A new open-source tool from Georgia Tech, however, is making research more accessible for everyone.
Vortex is a reconfigurable GPGPU accelerator that uses an extended open-source reduced instruction set computer (RISC), an open architecture. By combining a GPGPU with RISC-V, the hardware can use the open programming framework OpenCL.
“Before RISC-V, building full-stack GPU hardware would have been an insurmountable task that only large companies would have had the resources to do,” said Blaise Tine, a School of Computer Science (SCS) Ph.D. student who leads the Vortex GPU. “One of the main design goals of this project is to support open-source tools across the board; software, compilers, simulators, synthesis, etc., to really make this platform as accessible as possible.”
Since the number of computer chip transistors is no longer expected to double every year as Moore’s law held up until the past few years, the semiconductor industry has been pushing specialized hardware to make up for performance gaps.
Now heterogeneous systems-on-chip provide powerful performance, but a lot of GPGPU research is restricted to simulation unless researchers can work with large companies on the actual hardware.
“Hardware design is extremely difficult and time-consuming, and before the emergence of RISC-V, there were no standardized ISA or software tools that guaranteed long-term support of open-source contributions like this,” said Tech alumnus Fares Elsabbagh.
Yet with the advent of open-source ISAs like RISC-V, and the programming framework OpenCL, the researchers saw an opportunity.

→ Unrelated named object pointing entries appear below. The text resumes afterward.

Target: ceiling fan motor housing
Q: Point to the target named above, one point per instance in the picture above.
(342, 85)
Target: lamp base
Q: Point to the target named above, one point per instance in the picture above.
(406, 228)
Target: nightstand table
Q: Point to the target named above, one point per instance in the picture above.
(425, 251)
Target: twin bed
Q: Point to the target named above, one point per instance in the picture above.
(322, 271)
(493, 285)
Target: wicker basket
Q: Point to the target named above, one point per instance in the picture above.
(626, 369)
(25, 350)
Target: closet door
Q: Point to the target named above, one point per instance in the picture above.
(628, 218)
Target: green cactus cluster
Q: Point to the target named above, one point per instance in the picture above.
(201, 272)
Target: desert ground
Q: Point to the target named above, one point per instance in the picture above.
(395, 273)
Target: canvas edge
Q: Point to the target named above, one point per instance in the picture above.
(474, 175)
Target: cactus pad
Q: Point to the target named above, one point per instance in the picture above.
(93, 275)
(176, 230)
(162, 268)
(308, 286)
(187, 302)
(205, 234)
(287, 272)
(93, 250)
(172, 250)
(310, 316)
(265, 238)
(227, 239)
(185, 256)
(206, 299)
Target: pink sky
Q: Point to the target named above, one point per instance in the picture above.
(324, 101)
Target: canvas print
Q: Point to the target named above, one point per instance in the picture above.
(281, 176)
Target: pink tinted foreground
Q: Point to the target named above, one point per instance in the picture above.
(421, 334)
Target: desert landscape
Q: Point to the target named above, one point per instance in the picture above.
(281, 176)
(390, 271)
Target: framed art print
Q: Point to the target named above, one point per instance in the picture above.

To support OpenCL on Vortex, the researchers used the open-source compiler POCL and extended it to support RISC-V and Vortex ISA. Being able to use OpenCL was a major breakthrough for Vortex because it allowed the processor to execute real applications. This has practical applications, such as running existing machine learning programs without having to rewrite the program.
“Vortex is built on industry-standard open-source tools and protocols, allowing researchers and companies to easily modify the design to their needs, and be able to easily evaluate it against other designs,” Elsabbagh said.
Vortex is already being used in student projects, and the researchers have plans to extend its capabilities. They also plan to expand the platform to cover all aspects of hardware acceleration, graphics, artificial intelligence, vision, and audio.
The researchers presented Vortex in the poster, Vortex: An Open Source Reconfigurable RISC-V GPGPU Accelerator for Architecture Research, at Hot Chips: A Symposium on High Performance Chips from Aug. 16-18. Tine and Elsabaggh wrote the paper with Tech studnets Apurve Chawda, Will Gulian, Yaotian Feng, Da Eun Shim, Priyadarshini Roshan, Ethan Lyons, Lingjun Zhu, School of Electrical and Computer Engineering Professor Sung Kyu Lim, and SCS Professor Hyesoon Kim.